Дети отмалчивались. Учитель в школе не раз поучал: старайтесь обслуживать себя сами. Но если об этом сказать матери, она, чего доброго, высмеет и самого учителя. Поэтому они предпочитали не отвечать.
— Я сейчас в таком положении, что должна готовить себе отдельно, — время от времени напоминала Мисао.
И она действительно готовила себе мясо, требуху тунца и закуски.
— Я жду ребенка, — повторяла она при этом, — и мне нужна питательная еда.
Никто не обращал внимания на ее слова. Лишь самая маленькая, Умэко, — ей пошел всего пятый год, — почуяв запах жареного мяса, невольно поворачивалась к плите.
— Чего глаза пялишь? — кричала Мисао, враждебно глядя на девочку. — Твоя мать в таком положении, что ей надо есть за двоих! Даже соседи удивляются, как это я могу рожать при таком скудном питании.
— И это тухлое мясо не дают съесть спокойно, — плаксивым голосом жаловалась она в другой раз. — Уж если тебе так хочется — на, жри! — И она кидала содержимое тарелки в лицо Умэко, а сама принималась истерически рыдать.
Отец будущего ребенка был известен всем соседям. Год назад на их улице поселился молодой человек по имени Енэмура. Мисао сразу обратила на него внимание, но дело осложнялось тем, что к нему стала проявлять живейший интерес и вдова О-Томи. Короче говоря, ни одна из женщин не захотела уступить. О-Томи жила одна, свободного времени хоть отбавляй, и, само собой, это давало ей большие преимущества по сравнению с Мисао, обремененной пятью детьми. Однажды Мисао, заметив, что Ёнэмура тайком пробрался к О-Томи, ворвалась к ней в дом и учинила грандиозный скандал. Сбежались соседи. Ёнэмура же, воспользовавшись суматохой, незаметно улизнул. Мисао стала всячески поносить парня, кричала, что он вытягивает из нее деньги, чтобы развлекаться с О-Томи. Так местным женщинам удалось выяснить два давно мучивших их вопроса: каким образом Мисао удается завлекать стольких мужчин и почему ее семья бьется в тисках нужды, несмотря на трудолюбие Рё-сан.
Мисао доставляла заказчикам изготовленные Рё-сан щетки и получала за них деньги. Рё-сан никогда не интересовался, сколько платили за его щетки, и Мисао могла тратить заработанные мужем деньги по своему усмотрению. Правда, какие уж там доходы у щеточника? Для своих возлюбленных Мисао могла выкроить лишь малую толику — на стаканчик-другой самогона.

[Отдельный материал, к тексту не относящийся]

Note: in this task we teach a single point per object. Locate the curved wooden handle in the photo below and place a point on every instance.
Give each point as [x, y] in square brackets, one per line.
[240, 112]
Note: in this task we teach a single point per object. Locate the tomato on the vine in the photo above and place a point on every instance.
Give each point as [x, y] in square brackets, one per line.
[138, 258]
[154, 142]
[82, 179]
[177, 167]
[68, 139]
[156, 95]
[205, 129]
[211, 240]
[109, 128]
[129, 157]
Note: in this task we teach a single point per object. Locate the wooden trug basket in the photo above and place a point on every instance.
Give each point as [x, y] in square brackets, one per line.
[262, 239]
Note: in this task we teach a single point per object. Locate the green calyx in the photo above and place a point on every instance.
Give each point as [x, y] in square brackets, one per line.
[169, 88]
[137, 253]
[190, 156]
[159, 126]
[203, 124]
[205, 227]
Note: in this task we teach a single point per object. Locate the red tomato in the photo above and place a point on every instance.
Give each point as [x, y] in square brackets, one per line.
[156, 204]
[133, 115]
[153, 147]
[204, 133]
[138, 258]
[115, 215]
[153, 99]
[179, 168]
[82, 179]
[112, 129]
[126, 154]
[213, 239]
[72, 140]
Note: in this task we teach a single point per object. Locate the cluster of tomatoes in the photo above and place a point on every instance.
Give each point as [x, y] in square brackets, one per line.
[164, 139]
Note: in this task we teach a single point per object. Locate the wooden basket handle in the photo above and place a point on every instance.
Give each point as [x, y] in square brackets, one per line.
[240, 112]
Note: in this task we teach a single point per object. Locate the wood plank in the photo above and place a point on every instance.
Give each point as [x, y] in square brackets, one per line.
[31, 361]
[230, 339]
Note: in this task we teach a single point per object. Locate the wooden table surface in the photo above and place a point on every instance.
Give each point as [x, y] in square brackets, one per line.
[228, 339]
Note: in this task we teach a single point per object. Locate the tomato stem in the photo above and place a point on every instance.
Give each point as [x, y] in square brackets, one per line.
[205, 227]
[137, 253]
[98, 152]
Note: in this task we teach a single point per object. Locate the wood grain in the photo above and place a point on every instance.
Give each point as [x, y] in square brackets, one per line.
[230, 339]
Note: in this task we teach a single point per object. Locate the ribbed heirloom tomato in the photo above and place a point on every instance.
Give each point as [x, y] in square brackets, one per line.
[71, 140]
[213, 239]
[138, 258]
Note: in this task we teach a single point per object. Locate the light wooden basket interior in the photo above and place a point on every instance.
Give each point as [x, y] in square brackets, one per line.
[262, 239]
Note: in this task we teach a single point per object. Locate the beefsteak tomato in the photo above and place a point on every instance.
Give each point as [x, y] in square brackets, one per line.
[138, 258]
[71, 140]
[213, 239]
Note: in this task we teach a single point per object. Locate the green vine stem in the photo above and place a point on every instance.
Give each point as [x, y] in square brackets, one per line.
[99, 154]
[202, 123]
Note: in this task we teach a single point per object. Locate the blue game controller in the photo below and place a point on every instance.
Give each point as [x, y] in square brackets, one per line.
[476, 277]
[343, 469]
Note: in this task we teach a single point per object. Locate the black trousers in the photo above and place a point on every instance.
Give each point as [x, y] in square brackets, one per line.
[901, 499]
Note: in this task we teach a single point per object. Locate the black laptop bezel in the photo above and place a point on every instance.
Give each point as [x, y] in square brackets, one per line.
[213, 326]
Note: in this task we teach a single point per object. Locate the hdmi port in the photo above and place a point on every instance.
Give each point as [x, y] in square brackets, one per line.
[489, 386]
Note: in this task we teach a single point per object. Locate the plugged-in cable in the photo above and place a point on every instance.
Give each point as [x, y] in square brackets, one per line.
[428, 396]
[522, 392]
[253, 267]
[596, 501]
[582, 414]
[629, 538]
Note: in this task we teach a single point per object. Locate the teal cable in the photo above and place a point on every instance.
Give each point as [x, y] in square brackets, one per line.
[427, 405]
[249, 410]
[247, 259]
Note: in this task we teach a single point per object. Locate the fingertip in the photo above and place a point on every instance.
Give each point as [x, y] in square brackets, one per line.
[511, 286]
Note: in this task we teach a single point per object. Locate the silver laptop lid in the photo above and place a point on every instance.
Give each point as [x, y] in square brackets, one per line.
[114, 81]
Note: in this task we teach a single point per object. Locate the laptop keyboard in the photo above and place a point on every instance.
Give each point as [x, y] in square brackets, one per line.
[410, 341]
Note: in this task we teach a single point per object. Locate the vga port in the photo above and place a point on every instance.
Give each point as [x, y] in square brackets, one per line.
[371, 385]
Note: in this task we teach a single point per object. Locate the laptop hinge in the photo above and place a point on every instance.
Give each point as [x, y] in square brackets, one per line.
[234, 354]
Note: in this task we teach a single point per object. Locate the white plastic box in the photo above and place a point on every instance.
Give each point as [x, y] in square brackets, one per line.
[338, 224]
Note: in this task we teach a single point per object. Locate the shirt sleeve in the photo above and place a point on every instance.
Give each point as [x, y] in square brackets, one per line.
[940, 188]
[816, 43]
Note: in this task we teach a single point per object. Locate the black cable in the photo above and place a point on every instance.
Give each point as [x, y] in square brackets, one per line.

Ёнэмура снимал койку у разнорабочего Тауры, иногда нанимался на поденную работу, но она ему быстро надоедала. Работал он не более десяти дней в месяц, а остальное время бездельничал.
У каждой из двух влюбленных в него женщин были свои преимущества. Ёнэмура хорошо это усвоил и умело действовал на два фронта. Однако после скандала О-Томи покинула эти места, и фанфары победы протрубили в честь Мисао, монопольно завладевшей Ёнэмурой.
Надо сказать, что отцы пятерых детей Мисао время от времени требовали к себе внимания.
— Послушай, как там мой сын Таро? Говорят, у тебя завелся молоденький. Должно быть, поэтому ты так похорошела.
— Как поживает Ханако? Почему совсем глаз не кажешь? Будет тебе за молодыми ухлестывать. Загляни как-нибудь, вспомним старое.
— Не будь такой неприступной, Мисао, — уговаривал ее отец Сиро. — Поглядеть на тебя — ты женщина в самом соку, и, сдается мне, одного молодого тебе не хватает. Будет время — заходи, повеселимся.
Отец Дзиро считал, что действия намного эффективней слов. Поэтому, повстречавшись с Мисао где-нибудь в безлюдном месте, он молча тащил ее в кусты.
Все это происходило на глазах у соседей. Мисао нисколько не стеснялась и не сердилась на прежних ухажеров. Она даже бравировала этим, стараясь возбудить зависть у женщин.
Соседи посмеивались над Рё-сан, а иногда и намекали ему на неприличное поведение его жены. Но Рё-сан лишь скромно опускал свои маленькие круглые глазки и добродушно улыбался.
— Со дня сотворения Японии не было у нас такого наивного добряка, — говорили между собой мужчины.
И все же иногда Рё-сан ревниво разглядывал лица детей. Сидя вместе с ними за обеденным столом, он неожиданно ставил на стол чашку и начинал переводить удивленный взгляд с Таро на Дзиро, затем на Ханако, Сиро и Умэко.
— В чем дело, отец? — спрашивал кто-нибудь из детей. — Что-нибудь случилось?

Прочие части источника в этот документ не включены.